Posts Tagged ‘Family’

Kid’s room

Sunday, October 18th, 2009

Are children’s imaginations stifled when their rooms are decorated with marketed themes? Keep their gray matter growing by giving them space to focus on what juices their own creativity; When rooms are filled with raw material, kids have optimum opportunity to become their own heroes.
As a child, 1 played on my bed for hours, pretending it was a Conestoga wagon plodding West. No toys were needed apart from a knit shawl and a bonnet borrowed from my grandmother. A scene change called for dramatic capture by Indians, after which I went barefoot and wove my hair into braids. All the action was happening inside my head. One of my own little girls outdid me, though. One day, completing a writing assignment on deadline at the typewriter on the dining table, I had piled up toys and dolls for Leyah to play with, then dove into my work. Later I noticed the room had become totally silent. My four year-0ld was sitting stock-still in a little chair in the middle of the floor, staring into space.
I panicked thinking something was terribly wrong. “Leyah, are you all right? Why don’t you play?” I said. “Get your dolls and, please, play house or something!”

Other ingredients necessary in kids’ play?

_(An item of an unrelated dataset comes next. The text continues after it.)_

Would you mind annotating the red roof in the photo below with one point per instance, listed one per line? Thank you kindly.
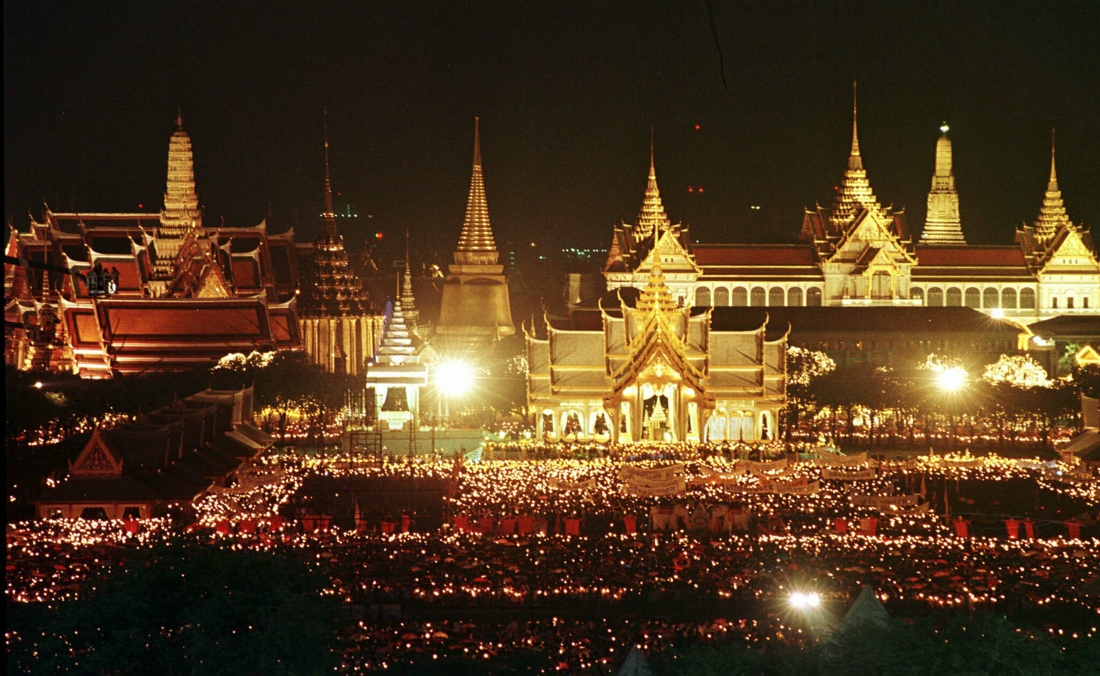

Friday, September 18th, 2009

A parent who is part of the entertainment. A parent to wrestle with, to be tickled by, and to dress up in silly clothes or funny hairstyles! Haven’t you noticed that kids can almost smell the emotional presence of an adult? A kid’s room where parents dare to tread in their own messy glory is the place where lullabies linger on. This is the place to let down your hair and get goofy for a change. Build a blanket fort and serve crumpets with chilled orange tea. Crawl into the closet for a friendly ghost story. Do a spontaneous puppet show behind the chest of drawers. Inspiration is everywhere.
Kids’ rooms are not about external space but about a certain place inside a child who senses vividly who she is. A pilot? A gardener? A dancer? A cop? Isn’t there a kid inside you and me who understands what celebrating life is all about? The spirit of experimentation is how our gifts emerge and grow. Since when did the kid in us depend on corporate marketing of media heroes? When you and I were children, didn’t we create our own superhero themes?
A kid tinkers around with musical instruments, with Mom and Dad’s grown-up tools, and with whatever can be taken apart and put back together in alternative ways. A wooly sock becomes a puppet with button eyes. Big appliance boxes are a miner’s tunnel or a cowboy’s hideout. Swatches of fun fabric are cut, swathed, and tied into place on birthday dolls. Big fat catalogs are the perfect resource for making mosaic pictures out of tiny of pieces.